Using PyMC3 in a model with complex variables inside

Hi! I am trying to use estimate the parameters of a surface given reflectance data using a physical scattering model (mostly a complicated function). Everything works fine until the sampling, in which this error raises,

TypeError: Elemwise{real,no_inplace}.grad illegally  returned an integer-valued variable. (Input index 0, dtype complex128)
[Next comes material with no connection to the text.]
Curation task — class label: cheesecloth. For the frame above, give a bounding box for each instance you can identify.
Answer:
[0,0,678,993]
I only found one reference here in which is stated that this error raises when Theano founds a complex number, even if the resulting value is real (as is this case, in which I am computing the reflectivity and not its phase). Their solution (to bypass complex numbers) is not possible in my case. Is there any other work around?
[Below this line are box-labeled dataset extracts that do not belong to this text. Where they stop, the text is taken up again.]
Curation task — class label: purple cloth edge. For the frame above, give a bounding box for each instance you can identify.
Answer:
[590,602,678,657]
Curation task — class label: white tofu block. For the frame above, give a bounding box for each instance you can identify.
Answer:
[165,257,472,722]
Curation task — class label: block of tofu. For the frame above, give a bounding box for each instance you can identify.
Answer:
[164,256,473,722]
Thank you for the feedback.

1 Like

I know you mentioned that you don’t care about the phase - would it be possible to convert the complex number into two real valued variables? Also, would you be able to provide a short(er) script that can generate the issue?

Thank you for the feedback!

I can implement all the complex calculus as vectorial, but I have to give up all the already builder numpy machinery for complex analysis. I prefeer not to do that.
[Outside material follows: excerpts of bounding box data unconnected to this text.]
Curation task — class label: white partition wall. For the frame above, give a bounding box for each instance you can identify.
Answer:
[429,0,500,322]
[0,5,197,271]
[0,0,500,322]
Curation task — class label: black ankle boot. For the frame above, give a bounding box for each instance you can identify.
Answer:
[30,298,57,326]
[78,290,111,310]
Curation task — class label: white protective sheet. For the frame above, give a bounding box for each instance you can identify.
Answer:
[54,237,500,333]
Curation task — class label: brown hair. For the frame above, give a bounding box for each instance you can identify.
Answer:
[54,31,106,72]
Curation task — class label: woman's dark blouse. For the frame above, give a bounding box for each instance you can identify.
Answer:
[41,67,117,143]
I am trying to produce a nontrivial implementation to share with you, I will have it in the following days.

Hello,

I have been trying to work around the exact same problem for a long time.
Is there any progress in this direction ?

I could provide the function I use for my own reflectivity calculation (based on the Abeles transfer matrix formalism [https://en.wikipedia.org/wiki/Transfer-matrix_method_(optics)#Abeles_matrix_formalism]) but I think this is a general problem where a function internally involving complex types needs to be computed. The parameters and the output of the function are real numbers however.

Sadly, I wasn’t able to make this kind of problem work in PyMC3. To be fair, it is not a problem of PyMC3, since it seems that is Theano the one that cannot handle complex numbers, even if both input and output of the forward function are real numbers (like in my case also). I was unwilling to write everything in vectorial form, since complex number are the natural way to write scattering problems.

My solution was to implement the problem using TensorFlow Probability, which is based in TF which provides native support to complex numbers. It is much messier and unstable, but it works.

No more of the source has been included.